City of Ghosts

What might be most horrific about the horrors exposed in Matthew Heineman's overwhelming City of Ghosts is their familiarity. The film documents the efforts of citizen journalists to alert the world to ISIS's ravaging of Raqqa, their Syrian hometown, which Abu Bakr Al-Baghdadi and his extremist followers seized four years ago. With cell phones, video cameras and spotty Wi-Fi , the courageous young men of Raqqa Is Being Slaughtered Silently revealed the bloody truth of ISIS's perversion of Islam. Here are public executions: bodies chucked from buildings, kneeling hostages shot on camera, men and women publicly flayed, heads spiked on a fence while the bodies rot below. It's terrible to behold but it of course is no surprise. It's what any reasonably informed American knows is going on but likely chooses not to think about. City of Ghosts and Raqqa Is Being Slaughtered Silently demand that you contemplate it -- that you find within yourself the capacity for outrage.

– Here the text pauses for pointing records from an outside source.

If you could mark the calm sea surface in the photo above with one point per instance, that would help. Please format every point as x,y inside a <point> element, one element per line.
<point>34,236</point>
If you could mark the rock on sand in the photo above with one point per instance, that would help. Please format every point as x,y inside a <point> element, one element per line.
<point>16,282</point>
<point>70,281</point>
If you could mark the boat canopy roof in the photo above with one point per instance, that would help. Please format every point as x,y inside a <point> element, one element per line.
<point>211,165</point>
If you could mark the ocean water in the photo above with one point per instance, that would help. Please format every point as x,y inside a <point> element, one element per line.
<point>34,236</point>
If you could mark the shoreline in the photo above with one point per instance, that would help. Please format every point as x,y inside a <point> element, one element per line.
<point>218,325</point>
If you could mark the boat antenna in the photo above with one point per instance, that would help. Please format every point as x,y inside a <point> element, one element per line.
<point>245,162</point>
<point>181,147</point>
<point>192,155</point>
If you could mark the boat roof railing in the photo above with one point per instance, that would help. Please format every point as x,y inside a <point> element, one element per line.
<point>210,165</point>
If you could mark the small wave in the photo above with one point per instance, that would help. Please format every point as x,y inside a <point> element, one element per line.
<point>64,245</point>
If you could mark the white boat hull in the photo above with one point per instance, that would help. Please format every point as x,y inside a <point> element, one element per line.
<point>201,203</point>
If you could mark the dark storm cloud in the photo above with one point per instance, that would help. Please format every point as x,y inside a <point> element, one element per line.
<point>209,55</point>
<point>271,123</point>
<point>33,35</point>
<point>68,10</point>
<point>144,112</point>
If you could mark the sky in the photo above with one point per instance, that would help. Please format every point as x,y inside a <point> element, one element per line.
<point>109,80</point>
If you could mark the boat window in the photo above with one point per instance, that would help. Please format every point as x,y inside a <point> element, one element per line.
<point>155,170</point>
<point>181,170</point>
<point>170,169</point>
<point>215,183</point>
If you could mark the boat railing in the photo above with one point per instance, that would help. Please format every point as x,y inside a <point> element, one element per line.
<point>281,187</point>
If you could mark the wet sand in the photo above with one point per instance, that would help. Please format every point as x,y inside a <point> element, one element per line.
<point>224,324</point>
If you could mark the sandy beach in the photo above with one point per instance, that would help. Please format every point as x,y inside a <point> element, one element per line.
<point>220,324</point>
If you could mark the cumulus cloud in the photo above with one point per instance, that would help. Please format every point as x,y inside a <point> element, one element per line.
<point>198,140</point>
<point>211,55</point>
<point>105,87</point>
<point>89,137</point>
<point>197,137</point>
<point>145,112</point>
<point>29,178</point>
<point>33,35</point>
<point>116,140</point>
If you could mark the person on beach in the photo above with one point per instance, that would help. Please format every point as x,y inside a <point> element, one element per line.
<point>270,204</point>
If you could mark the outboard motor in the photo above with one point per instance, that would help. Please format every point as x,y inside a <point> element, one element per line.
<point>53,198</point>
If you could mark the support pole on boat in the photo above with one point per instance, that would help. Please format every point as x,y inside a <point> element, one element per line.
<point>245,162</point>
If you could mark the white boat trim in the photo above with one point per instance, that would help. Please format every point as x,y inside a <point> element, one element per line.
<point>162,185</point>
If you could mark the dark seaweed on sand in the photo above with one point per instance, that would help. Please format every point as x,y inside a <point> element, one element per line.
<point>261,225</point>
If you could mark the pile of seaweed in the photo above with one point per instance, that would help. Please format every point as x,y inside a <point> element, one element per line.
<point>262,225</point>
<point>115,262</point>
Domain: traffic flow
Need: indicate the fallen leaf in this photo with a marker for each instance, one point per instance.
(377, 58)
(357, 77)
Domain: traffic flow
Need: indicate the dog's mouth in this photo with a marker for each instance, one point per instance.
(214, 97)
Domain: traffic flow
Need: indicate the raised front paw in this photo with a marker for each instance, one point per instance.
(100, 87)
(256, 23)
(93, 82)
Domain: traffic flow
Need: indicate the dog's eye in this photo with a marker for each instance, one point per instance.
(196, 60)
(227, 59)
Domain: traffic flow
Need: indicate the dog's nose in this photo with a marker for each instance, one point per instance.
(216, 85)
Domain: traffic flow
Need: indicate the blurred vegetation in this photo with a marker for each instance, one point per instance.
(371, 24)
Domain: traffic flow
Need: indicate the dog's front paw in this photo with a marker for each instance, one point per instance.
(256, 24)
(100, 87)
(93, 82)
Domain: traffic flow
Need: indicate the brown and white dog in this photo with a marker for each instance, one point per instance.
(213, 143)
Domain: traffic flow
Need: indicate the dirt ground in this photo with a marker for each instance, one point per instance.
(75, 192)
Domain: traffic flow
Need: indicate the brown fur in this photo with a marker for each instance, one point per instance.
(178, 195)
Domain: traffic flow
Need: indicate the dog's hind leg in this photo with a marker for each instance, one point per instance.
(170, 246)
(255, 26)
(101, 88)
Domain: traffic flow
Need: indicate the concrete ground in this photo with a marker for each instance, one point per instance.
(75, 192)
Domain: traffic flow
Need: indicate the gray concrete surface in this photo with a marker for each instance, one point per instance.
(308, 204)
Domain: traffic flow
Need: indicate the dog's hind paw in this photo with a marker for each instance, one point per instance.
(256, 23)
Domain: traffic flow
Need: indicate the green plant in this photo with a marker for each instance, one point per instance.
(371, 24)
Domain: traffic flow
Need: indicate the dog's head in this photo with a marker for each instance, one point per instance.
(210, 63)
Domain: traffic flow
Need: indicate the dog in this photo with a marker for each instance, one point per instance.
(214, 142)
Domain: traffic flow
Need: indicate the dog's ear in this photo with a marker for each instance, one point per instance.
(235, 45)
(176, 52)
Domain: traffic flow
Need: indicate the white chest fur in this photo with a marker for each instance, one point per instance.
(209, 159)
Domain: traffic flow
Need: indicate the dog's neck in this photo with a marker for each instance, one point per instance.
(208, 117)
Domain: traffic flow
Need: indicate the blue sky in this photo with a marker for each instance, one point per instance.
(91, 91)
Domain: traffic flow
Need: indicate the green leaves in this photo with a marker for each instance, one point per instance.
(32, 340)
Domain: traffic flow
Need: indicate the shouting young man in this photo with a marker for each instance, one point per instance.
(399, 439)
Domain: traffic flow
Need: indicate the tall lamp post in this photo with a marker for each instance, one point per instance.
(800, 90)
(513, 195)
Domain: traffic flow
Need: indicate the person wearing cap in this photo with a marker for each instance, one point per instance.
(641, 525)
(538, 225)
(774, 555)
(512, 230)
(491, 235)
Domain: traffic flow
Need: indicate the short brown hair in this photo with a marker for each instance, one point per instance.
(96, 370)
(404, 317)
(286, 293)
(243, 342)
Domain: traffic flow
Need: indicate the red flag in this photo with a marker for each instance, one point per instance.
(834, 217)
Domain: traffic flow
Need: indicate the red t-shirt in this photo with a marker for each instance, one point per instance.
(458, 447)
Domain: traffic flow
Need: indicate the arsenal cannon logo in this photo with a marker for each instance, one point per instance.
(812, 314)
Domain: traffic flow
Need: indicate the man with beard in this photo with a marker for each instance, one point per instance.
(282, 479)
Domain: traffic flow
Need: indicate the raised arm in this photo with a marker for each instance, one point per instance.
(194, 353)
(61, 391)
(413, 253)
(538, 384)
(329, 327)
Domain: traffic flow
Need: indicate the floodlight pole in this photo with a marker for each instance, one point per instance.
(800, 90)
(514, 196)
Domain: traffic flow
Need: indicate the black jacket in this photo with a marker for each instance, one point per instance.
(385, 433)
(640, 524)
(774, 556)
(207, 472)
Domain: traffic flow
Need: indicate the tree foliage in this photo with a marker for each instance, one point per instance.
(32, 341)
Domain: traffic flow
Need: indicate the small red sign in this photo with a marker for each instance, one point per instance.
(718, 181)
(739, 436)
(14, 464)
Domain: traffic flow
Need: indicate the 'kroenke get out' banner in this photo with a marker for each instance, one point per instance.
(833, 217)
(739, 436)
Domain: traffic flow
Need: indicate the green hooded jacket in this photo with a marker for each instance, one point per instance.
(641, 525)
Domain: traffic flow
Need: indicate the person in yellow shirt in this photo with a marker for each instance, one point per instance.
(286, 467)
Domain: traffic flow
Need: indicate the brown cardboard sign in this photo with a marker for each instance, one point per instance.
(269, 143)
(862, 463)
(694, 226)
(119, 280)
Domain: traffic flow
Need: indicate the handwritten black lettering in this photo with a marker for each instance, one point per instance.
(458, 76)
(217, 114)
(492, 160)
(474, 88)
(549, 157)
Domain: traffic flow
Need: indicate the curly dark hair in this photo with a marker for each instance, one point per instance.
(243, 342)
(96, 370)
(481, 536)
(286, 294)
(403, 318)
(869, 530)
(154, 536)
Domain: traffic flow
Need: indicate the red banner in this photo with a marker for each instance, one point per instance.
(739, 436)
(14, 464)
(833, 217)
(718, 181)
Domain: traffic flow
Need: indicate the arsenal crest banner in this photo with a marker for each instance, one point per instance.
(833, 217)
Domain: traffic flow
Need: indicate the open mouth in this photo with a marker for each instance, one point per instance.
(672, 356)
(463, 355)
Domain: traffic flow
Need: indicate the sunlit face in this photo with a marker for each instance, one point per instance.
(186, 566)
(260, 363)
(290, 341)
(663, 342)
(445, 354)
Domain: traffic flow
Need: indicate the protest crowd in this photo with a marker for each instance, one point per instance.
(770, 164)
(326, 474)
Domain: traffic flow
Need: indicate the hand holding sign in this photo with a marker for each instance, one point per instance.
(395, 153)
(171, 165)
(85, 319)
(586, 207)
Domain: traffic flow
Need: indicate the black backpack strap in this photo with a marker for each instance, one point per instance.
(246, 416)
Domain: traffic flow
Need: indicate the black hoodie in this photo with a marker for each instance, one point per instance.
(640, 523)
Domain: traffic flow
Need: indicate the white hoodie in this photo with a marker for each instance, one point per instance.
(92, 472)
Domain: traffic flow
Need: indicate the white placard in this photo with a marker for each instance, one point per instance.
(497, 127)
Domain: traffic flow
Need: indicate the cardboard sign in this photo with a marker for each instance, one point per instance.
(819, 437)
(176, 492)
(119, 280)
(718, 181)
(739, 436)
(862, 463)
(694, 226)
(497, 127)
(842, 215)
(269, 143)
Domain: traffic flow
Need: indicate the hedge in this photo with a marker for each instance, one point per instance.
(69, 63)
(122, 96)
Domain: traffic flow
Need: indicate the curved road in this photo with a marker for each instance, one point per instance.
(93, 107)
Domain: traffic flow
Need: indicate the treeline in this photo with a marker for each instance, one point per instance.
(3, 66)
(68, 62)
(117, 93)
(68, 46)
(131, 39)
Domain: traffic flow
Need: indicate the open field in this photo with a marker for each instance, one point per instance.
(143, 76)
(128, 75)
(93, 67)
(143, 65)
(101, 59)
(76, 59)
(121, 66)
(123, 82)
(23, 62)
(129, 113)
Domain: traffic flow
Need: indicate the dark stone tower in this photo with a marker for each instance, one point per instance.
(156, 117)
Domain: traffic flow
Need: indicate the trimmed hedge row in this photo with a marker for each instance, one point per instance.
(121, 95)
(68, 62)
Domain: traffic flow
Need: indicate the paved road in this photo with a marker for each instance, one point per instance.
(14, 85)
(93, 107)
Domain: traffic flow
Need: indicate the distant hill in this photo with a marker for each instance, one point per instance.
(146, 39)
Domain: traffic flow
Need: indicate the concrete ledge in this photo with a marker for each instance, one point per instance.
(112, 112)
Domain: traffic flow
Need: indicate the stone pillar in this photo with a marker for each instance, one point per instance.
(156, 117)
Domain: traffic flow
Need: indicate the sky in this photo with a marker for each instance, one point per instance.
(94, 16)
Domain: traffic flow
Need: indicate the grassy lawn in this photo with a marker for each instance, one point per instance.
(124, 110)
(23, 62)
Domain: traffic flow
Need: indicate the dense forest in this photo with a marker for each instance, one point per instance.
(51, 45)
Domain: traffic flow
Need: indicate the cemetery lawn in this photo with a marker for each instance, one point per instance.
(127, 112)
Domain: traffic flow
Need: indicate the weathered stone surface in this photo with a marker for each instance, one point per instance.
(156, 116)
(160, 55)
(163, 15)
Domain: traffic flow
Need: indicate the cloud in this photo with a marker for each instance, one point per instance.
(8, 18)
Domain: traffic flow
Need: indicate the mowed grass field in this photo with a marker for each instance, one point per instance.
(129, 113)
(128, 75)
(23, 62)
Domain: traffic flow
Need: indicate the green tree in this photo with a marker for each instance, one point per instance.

Unsurprising or not, that footage has outraged ISIS, which has endeavored to cut Raqqa off from the rest of the world and to exterminate the citizen journalists. Much of the original RBSS crew long ago fled Raqqa and Syria for Europe, where, in safe houses, they post to the internet reports from back home. "They executed our brother and father so that we'd stop," says a young man named Hassan, "but we're going to continue."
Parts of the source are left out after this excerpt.